Here’s the pseudo-code:

from typing import Tuple
import torch
from torch import nn
from torch import optim
import numpy as np

class ArgMaxPolicy:

    def __init__(self, critic: nn.Module) -> None:
        self.critic = critic

    def get_action(self, observation: np.array) -> np.array:
        q_values = self.critic.qa_values(observation)
        actions = np.argmax(q_values, axis=1)
        return actions.squeeze()

class DoubleDQNCritic:

    def __init__(self,
                observation_dim: int,
                action_dim: int,
                hidden_layer_dim: int,
                learning_rate: float,
                gamma: float) -> None:
        self.q_net = nn.Sequential(nn.Linear(observation_dim, hidden_layer_dim), nn.Linear(hidden_layer_dim, action_dim))
        self.q_net_target = nn.Sequential(nn.Linear(observation_dim, hidden_layer_dim), nn.Linear(hidden_layer_dim, action_dim))
        self.optimizer = optim.Adam(self.q_net.parameters(), learning_rate)
        self.loss_func = nn.MSELoss()
        self.gamma = gamma

    def update(self,
                observations: torch.Tensor,
                actions: torch.Tensor,
                next_observations: torch.Tensor,
                rewards: torch.Tensor) -> None:
        # get q values for all actions
        qa_t_values = self.q_net(observations)
        # get q values for actions actually performed
        q_t_values = torch.gather(qa_t_values, 1, actions.unsqueeze(1)).squeeze(1)

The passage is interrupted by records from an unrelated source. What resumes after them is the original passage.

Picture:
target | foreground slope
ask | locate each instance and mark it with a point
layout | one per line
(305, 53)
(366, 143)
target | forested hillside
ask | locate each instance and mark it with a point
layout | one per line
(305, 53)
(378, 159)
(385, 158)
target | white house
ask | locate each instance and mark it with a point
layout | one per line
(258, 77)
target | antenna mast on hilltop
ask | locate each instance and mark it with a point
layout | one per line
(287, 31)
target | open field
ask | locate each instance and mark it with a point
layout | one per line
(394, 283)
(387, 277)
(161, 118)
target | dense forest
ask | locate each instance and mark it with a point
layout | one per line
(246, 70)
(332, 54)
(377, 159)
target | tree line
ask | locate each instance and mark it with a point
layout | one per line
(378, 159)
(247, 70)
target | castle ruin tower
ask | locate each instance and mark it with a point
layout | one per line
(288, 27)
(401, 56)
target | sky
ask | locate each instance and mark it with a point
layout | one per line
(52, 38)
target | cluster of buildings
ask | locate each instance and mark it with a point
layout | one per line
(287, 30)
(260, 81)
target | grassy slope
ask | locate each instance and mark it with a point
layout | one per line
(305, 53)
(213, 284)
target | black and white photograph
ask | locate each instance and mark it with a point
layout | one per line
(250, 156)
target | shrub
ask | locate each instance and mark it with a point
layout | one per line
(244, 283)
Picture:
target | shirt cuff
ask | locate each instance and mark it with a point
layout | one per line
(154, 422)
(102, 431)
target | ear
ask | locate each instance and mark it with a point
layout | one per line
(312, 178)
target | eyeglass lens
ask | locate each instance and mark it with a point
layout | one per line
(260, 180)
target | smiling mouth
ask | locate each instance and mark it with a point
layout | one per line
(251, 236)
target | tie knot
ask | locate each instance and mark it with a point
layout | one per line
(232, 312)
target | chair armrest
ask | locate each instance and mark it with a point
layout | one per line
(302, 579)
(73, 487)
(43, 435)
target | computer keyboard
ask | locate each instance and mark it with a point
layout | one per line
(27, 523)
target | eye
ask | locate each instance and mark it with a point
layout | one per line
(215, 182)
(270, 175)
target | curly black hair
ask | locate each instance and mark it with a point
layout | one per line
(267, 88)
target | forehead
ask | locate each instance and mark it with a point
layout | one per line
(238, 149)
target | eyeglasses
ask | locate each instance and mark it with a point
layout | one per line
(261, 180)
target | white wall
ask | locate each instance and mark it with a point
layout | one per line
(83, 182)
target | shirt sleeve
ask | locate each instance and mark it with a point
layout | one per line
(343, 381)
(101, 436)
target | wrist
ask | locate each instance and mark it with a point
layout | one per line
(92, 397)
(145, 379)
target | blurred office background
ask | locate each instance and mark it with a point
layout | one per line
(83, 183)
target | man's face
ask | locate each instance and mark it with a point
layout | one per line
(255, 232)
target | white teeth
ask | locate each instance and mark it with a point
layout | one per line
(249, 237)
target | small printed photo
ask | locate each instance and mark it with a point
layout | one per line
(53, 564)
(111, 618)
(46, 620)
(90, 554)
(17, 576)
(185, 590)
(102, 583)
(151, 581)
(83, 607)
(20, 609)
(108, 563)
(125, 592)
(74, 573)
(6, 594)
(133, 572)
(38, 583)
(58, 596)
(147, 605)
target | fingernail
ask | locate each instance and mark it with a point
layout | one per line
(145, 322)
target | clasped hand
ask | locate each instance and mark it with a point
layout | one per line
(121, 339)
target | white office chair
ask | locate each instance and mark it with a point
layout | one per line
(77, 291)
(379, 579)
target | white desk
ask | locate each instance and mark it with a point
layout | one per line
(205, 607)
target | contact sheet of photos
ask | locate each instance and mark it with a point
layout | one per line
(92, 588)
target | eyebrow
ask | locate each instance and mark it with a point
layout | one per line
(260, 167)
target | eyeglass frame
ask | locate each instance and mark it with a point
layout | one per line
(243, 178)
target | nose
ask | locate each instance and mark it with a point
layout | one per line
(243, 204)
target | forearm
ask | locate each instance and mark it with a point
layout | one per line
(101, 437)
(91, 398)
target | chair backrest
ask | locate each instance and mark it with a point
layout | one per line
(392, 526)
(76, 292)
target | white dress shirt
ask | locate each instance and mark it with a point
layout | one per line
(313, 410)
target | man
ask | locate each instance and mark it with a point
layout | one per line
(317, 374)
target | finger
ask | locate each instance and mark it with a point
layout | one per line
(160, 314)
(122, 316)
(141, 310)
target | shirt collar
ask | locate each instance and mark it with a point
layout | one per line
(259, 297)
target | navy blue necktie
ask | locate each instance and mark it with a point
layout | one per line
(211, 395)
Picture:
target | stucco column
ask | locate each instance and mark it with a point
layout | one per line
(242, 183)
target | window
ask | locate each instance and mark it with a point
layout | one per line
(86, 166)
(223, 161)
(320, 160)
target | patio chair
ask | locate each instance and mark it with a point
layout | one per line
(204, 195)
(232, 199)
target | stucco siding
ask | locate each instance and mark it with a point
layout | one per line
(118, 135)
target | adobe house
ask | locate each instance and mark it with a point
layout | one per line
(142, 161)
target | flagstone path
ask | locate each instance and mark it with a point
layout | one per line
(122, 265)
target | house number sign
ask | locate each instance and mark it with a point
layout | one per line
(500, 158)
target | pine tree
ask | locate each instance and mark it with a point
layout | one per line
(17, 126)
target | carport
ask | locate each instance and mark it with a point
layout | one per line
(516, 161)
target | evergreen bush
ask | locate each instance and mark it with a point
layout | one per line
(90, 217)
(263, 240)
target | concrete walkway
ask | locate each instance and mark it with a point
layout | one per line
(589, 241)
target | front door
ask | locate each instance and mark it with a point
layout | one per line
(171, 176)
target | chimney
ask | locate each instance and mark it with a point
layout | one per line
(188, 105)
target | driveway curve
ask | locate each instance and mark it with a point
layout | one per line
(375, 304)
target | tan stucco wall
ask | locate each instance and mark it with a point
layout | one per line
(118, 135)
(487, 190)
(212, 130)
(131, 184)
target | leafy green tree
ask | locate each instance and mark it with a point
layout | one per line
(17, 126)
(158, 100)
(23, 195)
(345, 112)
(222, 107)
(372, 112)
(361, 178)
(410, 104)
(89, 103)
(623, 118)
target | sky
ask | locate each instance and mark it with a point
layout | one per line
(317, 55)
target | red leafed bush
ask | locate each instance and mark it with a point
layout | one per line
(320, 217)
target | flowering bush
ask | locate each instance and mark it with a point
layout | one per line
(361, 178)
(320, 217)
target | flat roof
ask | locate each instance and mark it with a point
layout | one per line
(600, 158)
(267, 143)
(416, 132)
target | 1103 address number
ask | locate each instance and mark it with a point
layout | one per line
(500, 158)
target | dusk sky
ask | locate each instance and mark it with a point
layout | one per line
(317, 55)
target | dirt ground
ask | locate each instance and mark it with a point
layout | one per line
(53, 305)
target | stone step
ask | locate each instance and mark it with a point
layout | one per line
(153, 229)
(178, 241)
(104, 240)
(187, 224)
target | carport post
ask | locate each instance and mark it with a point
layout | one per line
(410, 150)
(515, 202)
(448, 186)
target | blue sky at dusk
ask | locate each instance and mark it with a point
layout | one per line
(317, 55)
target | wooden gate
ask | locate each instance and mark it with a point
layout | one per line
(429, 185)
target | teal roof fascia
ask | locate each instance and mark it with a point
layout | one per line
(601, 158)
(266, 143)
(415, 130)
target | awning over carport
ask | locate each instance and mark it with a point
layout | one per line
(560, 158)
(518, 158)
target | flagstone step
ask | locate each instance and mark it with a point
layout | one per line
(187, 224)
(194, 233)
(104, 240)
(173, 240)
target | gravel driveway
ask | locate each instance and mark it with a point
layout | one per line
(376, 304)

        # get target q values for all actions
        qa_tp1_target_values = self.q_net_target(next_observations)v].detach()
        # get target q values for actions that policy per q_net would have taken
        q_tp1_target_values = (torch.gather(
                                qa_tp1_target_values,
                                1,
                                torch.argmax(q_t_values, dim=1).unsqueeze(1)
                                ).squeeze(1)

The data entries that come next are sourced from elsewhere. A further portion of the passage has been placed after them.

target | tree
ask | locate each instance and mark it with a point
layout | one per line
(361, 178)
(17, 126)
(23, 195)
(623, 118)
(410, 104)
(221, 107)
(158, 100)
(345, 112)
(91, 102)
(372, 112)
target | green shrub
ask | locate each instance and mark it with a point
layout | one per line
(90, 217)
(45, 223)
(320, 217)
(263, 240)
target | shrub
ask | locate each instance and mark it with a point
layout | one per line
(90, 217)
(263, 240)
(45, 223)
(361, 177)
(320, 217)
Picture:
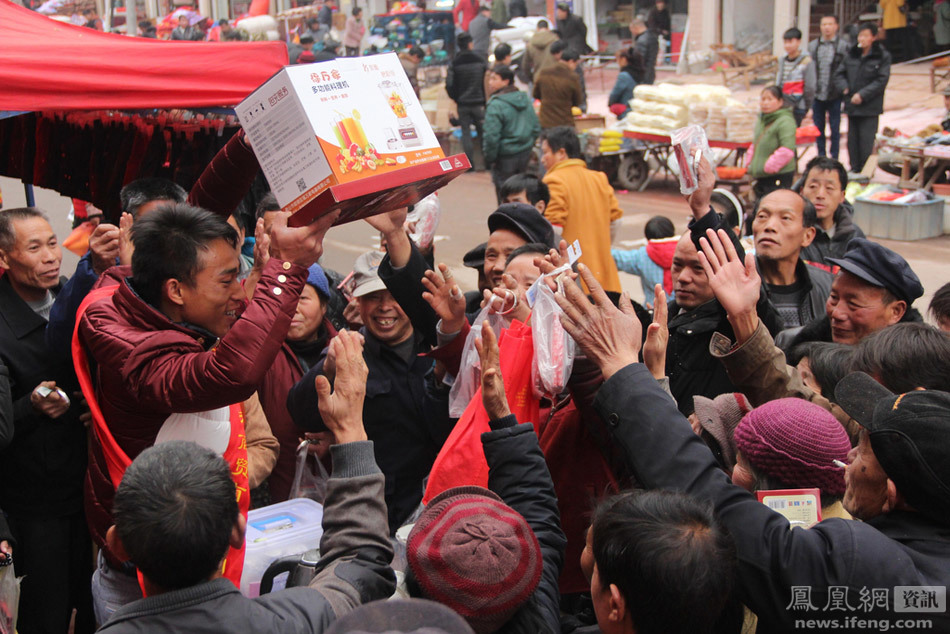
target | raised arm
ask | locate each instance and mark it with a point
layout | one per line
(663, 452)
(355, 551)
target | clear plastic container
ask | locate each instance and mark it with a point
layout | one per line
(287, 528)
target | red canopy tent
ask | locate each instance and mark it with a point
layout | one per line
(49, 65)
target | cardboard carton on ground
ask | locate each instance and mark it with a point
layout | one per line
(348, 134)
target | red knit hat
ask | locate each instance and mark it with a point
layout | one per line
(795, 441)
(475, 554)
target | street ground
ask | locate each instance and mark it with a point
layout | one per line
(467, 201)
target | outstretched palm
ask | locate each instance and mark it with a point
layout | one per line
(736, 284)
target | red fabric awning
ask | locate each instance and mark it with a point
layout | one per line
(49, 65)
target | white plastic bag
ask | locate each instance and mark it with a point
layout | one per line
(553, 347)
(310, 479)
(688, 143)
(424, 220)
(469, 378)
(9, 597)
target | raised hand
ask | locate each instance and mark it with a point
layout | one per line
(261, 257)
(125, 238)
(342, 407)
(658, 335)
(446, 299)
(393, 227)
(552, 261)
(607, 335)
(699, 199)
(493, 387)
(52, 405)
(737, 286)
(104, 245)
(301, 245)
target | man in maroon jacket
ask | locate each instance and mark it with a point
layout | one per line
(172, 349)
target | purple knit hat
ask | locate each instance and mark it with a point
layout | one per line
(795, 441)
(475, 554)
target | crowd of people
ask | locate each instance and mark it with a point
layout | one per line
(156, 396)
(161, 392)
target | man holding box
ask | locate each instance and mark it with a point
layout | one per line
(175, 349)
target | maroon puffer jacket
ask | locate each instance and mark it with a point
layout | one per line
(145, 368)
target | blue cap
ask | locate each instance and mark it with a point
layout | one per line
(318, 279)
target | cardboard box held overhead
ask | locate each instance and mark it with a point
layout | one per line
(347, 134)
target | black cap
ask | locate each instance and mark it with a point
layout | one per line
(475, 259)
(880, 266)
(525, 220)
(412, 615)
(910, 436)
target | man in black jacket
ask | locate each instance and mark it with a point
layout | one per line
(784, 224)
(572, 29)
(862, 78)
(465, 84)
(874, 288)
(502, 598)
(406, 411)
(176, 516)
(645, 43)
(823, 184)
(897, 482)
(42, 469)
(694, 313)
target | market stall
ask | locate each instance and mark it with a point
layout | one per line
(48, 65)
(49, 69)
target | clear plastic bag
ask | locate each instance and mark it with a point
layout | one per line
(469, 378)
(424, 220)
(9, 599)
(687, 143)
(553, 347)
(310, 478)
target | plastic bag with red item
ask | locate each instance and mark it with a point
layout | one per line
(9, 596)
(310, 479)
(554, 349)
(688, 143)
(469, 379)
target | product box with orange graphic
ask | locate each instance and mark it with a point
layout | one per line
(346, 134)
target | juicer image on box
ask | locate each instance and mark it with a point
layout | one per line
(396, 97)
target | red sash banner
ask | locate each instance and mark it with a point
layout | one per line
(461, 461)
(117, 461)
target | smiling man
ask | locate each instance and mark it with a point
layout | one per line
(824, 184)
(41, 470)
(782, 227)
(874, 288)
(176, 352)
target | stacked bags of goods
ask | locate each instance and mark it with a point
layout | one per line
(740, 122)
(666, 107)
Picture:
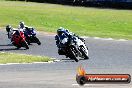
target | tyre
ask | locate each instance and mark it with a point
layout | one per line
(84, 53)
(37, 41)
(73, 54)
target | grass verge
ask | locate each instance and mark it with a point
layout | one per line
(21, 58)
(81, 20)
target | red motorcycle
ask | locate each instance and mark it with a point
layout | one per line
(18, 39)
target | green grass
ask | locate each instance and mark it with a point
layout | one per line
(81, 20)
(21, 58)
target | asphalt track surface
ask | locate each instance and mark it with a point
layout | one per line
(106, 56)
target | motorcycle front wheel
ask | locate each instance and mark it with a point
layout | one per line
(73, 54)
(84, 52)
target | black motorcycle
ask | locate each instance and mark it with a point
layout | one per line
(31, 37)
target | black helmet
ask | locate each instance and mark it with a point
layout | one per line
(8, 28)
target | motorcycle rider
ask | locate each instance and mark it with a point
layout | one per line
(61, 34)
(24, 28)
(9, 30)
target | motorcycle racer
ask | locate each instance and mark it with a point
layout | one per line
(61, 34)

        target = rewards + self.gamma * q_tp1_target_values
        self.optimizer.zero_grad()
        loss = self.loss_func(q_t_values, target)
        loss.backward()
        self.optimizer.step()

    def update_target_network(self):
        for target_param, param in zip(self.q_net_target.parameters(),
                                         self.q_net.parameters()):
            target_param.data.copy_(param.data)

def collect_samples() -> None:
    """Generate samples based on some random policy and add to buffer."""
    ...

def sample_from_buffer() -> Tuple[torch.Tensor, torch.Tensor, torch.Tensor, torch.Tensor]:
    """Sample from replay buffer."""
    ...

def batch_train(observation_dim: int,
                action_dim: int,
                hidden_layer_dim: int,
                learning_rate: float,
                gamma: float):
    critic = DoubleDQNCritic(observation_dim, action_dim, hidden_layer_dim, learning_rate, gamma)

    for _ in range(NUM_BATCHES_PER_ITER):
        collect_samples(actor)
        observations, actions, rewards, next_observations = collect_samples()
        for _ in range(NUM_UPDATES_PER_BATCH):
            critic.update(observations, actions, next_observations, rewards)

    critic.update_target_network()

Pros and Cons

Q-learning is beneficial since it has lower variance updates; you don’t need as many samples to improve your model as, e.g., a policy gradient method would require.

One drawback is q-learning as I’ve described above will not work well with problems with continuous action. Note the \(max\) function in the target value \(r(s_t, a_t) + \gamma \max_{\boldsymbol{a_{t+1}}} Q_{\phi'}\). Trying to find the max value in some continuous space will require infinite samples! You could ignore and just take the maximum of what you’ve sampled so far, but that will not be very accurate. There are a few options here to allow you to still use q-learning, such as with better optimization or learning an approximation of this problematic function \(max\), but further details will be a topic for another post.